New research finds that standardizing access to physical activity services such as classes or counseling to encourage exercise could help reduce costs associated with a sedentary lifestyle. Past research has linked lack of physical activity to chronic conditions such as heart disease, diabetes, and obesity. Lead researcher Dr. Cameron Moore adds, “These services can range from something as informal as an organized walking group, to something as structured as an aerobics class or counseling session. Physical activity services are certainly part of the broader health promotion picture, but they are unique in their cost-effectiveness and ability to improve health and well-being for all patients, not just those with a chronic condition.”
Applied Physiology, Nutrition and Metabolism, February 2015
Chiropractic: Quick Recovery for Spinal Degeneration?
Lumber spinal stenosis is a condition that eventually leads to compression/choking of spinal nerve roots in the lower back that can produce tingling, weakness, or numbness that radiates from the low back and into the buttocks and legs. A recent study found that just one spinal adjustment resulted in immediate improvements in perceived pain, spinal mobility, and hip flexion among men who suffer from osteoarthritis and spinal stenosis. Further long-term studies are needed, but the findings are hopeful for those who are searching for relief from spinal degeneration symptoms.
Archives of Physical Medicine and Rehabilitation, September 2014
According to new research, the problem of American teens not getting enough sleep continues to worsen. In 1991, 71% of 15-year-olds reported getting seven of more hours of sleep per night. As of 2012, this percentage has decreased to 63%. The study shows that at age 13, approximately two-thirds of teens get at least seven hours of sleep a night and by age 18, that percentage drops to about one-third. Sleep experts have noted that too little sleep increases the risk of weight gain, poor school performance, depression, and other problems.
Exercise: Combination of Coconut Oil & Exercise Reduces High Blood Pressure.
Brazilian researchers have discovered that combining exercise and daily consumption of coconut oil can reduce high blood pressure, at least in animal subjects. Using hypertensive rats, the researchers found that the combination of a daily intake of coconut oil and exercise restored baroreflex sensitivity and reduced oxidative stress, resulting in a reduction in blood pressure. Study co-author Dr. Valdir de Andrade Braga explains, “This is an important finding as coconut oil is currently being considered a popular ‘superfood’ and it is being consumed by athletes and the general population who seek a healthy lifestyle.” Applied Physiology, Nutrition, and Metabolism, February 2015
Diet: Healthy Diet & Nutrition Critical for Mental Health.
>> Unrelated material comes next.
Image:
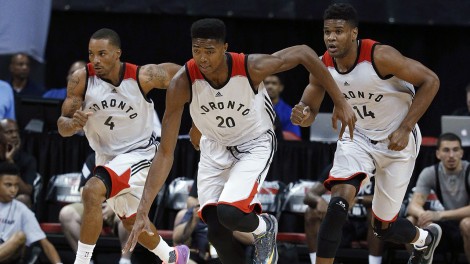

A new collaborative study adds to a growing body of evidence showing a relationship between both diet quality and potential nutritional deficiencies and mental health. Studies have shown that many nutrients have a clear influence on brain health including omega-3 fatty acids, B vitamins (particularly folate and B12), choline, iron, zinc, magnesium, S-adenosyl methionine (SAMe), vitamin D, and amino acids. Lead author Dr. Jerome Sarris writes, “While the determinants of mental health are complex, the emerging and compelling evidence for nutrition as a key factor in the high prevalence and incidence of mental disorders suggests that nutrition is as important to psychiatry as it is to cardiology, endocrinology, and gastroenterology.”
Mental Attitude: Student Loans = Stress for Young Adults.
A new study finds that student loan debt is a significant cause of stress among young adults. Researchers conducted a survey across the United States and found that those with greater student loan debt reported higher levels of depressive symptoms. Study author Dr. Katrina Walsemann writes, “We are speculating that part of the reason that these types of loans are so stressful is the fact that you cannot defer them, they follow you for the rest of your life until you pay them off.” Further research is needed to determine how student loan debt affects other areas of health and life, such as job choices, marriage, and children.